Sinneskolumne
Neue Sinne: Die Digitalisierung der Wahrnehmung von Bodo MrozekNeue Sinne: Die Digitalisierung der Wahrnehmung
Die Revolution aus der Flasche heißt »air up«, besteht aus BPA-freiem Tritan ohne Weichmacher und hat ein Mundstück aus lebensmittelechtem Silikon, wie es auch in Babyschnullern verwendet wird. Den »No-Brainer unter den Geschenkbundles für air up® Newbies« gibt es zum Einstiegspreis von 39,95 Euro. Enthalten sind eine Trinkflasche für pures Wasser, eine Reinigungsbürste und sechs Pods. Mit diesem Begriff bezeichnet der Hersteller aufsteckbare Kunststoffringe, die ein aromatisiertes Duftkonzentrat enthalten, das den Konsumierenden während des Trinkvorgangs von der Flaschenmündung aus in die Nase steigt.

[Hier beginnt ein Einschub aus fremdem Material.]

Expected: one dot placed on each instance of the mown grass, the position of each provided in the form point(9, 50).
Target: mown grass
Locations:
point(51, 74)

Dort übersetze das Gehirn die Geruchswahrnehmung aus dem Pod ins Register des Geschmacks und füge dem puren Wasser so eine gustatorische Note hinzu. Zur Wahl stehen unter anderem Kirsche, Cola, Pfirsich und Limette. Das von dem umstrittenen Investor Frank Thelen unterstützte, unlängst wegen seiner wenig nachhaltigen Lieferketten aus China und der Türkei kritisierte Unternehmen rühmt sich, zu »88 Prozent plastikeffizienter als Einweg-Plastikflaschen« zu sein und ein kalorienfreies Geschmackserlebnis zu simulieren.1
Zum kommerziellen Erfolg der Riechflaschen mit Schnuller mag aber auch das implizite Versprechen beitragen, eine Erfahrung zu demokratisieren, die nach landläufiger Vorstellung nur wenigen außergewöhnlich Empfänglichen zugänglich ist: jene der Synästhesie. Mit diesem Begriff wird die Koppelung oder Vertauschung gewöhnlich voneinander getrennter Sinnesmodalitäten bezeichnet, also etwa das Sehen von Klängen – oder eben das Schmecken nicht mit Zunge und Gaumen, sondern mit den Geruchsrezeptoren der Nase. Allerdings ist beim Entstehen eines Geschmackseindrucks im Gehirn (neben anderen Rezeptoren) die Nase ohnehin beteiligt, die auch Duftmoleküle der Nahrung beim Verzehr durch den Rachen aufnimmt – ein Vorgang, der als retronasale Aromawahrnehmung (beispielsweise Weintrinkern) lange bekannt ist und die Produktidee damit etwas weniger »revolutionär« erscheinen lässt.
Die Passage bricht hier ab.